Proteomics is the study of the complete set of proteins (proteome) that is expressed at a given time in a cell, tissue, organ or organism.
The term “proteomics” can essentially be applied to any work on proteins, whether that work involves completely cataloguing the expressed proteome of a cell, characterising the post-translational modifications of proteins at the single isoform or whole proteome level, or the characterisation of protein-protein interactions and protein complexes, to name but a brief few.
While the genome of an organism is rather constant, the proteome can differ from cell to cell and change constantly as the cell interacts with its own genome and the environment. In addition, proteins undergo post-translational modifications and their interactions with other proteins effect cells in ways not predicted by the genome.
The Human Genome Project has found that there are far fewer protein-coding genes in the human genome than proteins in the human proteome (20,000 to 25,000 genes vs. > 500,000 proteins). The protein diversity is thought to be due to alternative splicing and post-translational modification of proteins. The discrepancy implies that protein diversity cannot be fully explained by genomics and proteomics is then necessary to determine what proteins are expressed and how they are regulated in different states of the cell.
The main tools of proteomic projects are two-dimensional gel electrophoresis and multi-dimensional chromatography techniques, both of which are coupled to mass spectrometry.
Planning a proteomics experiment
With every new sample, the researcher needs to ask a simple question: what information do I want from this sample?

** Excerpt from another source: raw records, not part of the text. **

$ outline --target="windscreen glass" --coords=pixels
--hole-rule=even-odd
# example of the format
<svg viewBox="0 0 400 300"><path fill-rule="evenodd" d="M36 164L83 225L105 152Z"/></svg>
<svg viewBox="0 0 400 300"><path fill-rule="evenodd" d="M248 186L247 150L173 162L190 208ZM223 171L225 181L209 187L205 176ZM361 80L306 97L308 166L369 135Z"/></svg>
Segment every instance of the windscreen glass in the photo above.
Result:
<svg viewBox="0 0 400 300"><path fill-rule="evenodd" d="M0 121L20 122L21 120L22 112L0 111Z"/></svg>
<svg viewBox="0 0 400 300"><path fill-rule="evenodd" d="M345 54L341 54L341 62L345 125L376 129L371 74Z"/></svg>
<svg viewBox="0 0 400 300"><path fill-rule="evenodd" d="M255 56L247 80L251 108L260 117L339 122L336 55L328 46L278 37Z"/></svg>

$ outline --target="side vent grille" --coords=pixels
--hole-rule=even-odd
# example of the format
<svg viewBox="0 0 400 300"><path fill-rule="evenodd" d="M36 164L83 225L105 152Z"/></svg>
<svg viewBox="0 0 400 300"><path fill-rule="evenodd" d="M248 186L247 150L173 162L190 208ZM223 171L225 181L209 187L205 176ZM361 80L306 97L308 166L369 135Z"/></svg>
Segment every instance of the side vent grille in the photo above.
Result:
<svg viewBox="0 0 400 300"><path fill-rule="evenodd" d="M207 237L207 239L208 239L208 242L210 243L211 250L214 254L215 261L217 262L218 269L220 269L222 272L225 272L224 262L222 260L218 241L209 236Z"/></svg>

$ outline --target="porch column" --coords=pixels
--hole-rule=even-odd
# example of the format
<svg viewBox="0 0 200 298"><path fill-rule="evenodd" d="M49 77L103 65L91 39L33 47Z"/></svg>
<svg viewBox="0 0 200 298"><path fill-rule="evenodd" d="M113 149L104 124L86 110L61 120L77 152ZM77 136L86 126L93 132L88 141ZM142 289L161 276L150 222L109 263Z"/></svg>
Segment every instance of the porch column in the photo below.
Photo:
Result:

This seemingly simple question leads to some more, sometimes open ended questions that take the form of an elaborate and detailed decision tree. The answers to the above question can be numerous and lead to more questions, such as:
- What is the sample, where does it come from and how much have I got?
- What type of sample fractionation do I need to perform to reduce the complexity and dynamic concentration range of the sample?
- Am I cataloguing the proteome?
- Am I studying protein complexes or interactions?
- Do I need to resolve protein isoforms?
- Am I trying to quantitate the abundance of the proteins?
The careful consideration of these questions will then determine the techniques that will be adopted to solubilise and fractionate the sample, and reduce its complexity. Quite simply, if a protein (or its peptides) cannot be solubilised, then the protein cannot be analysed. The selection of these techniques will then determine what can be chemically done to the sample and in what order fractionation steps must be carried out to ensure good fractionation and high recovery of the fractionated proteins.
The chemistry of the sample must be at the forefront of initial experimental planning to ensure adequate removal of non-protein contaminants, such as salts, lipids, polysaccharides and nucleic acids, while either maintaining protein solubility or solubilising membrane proteins.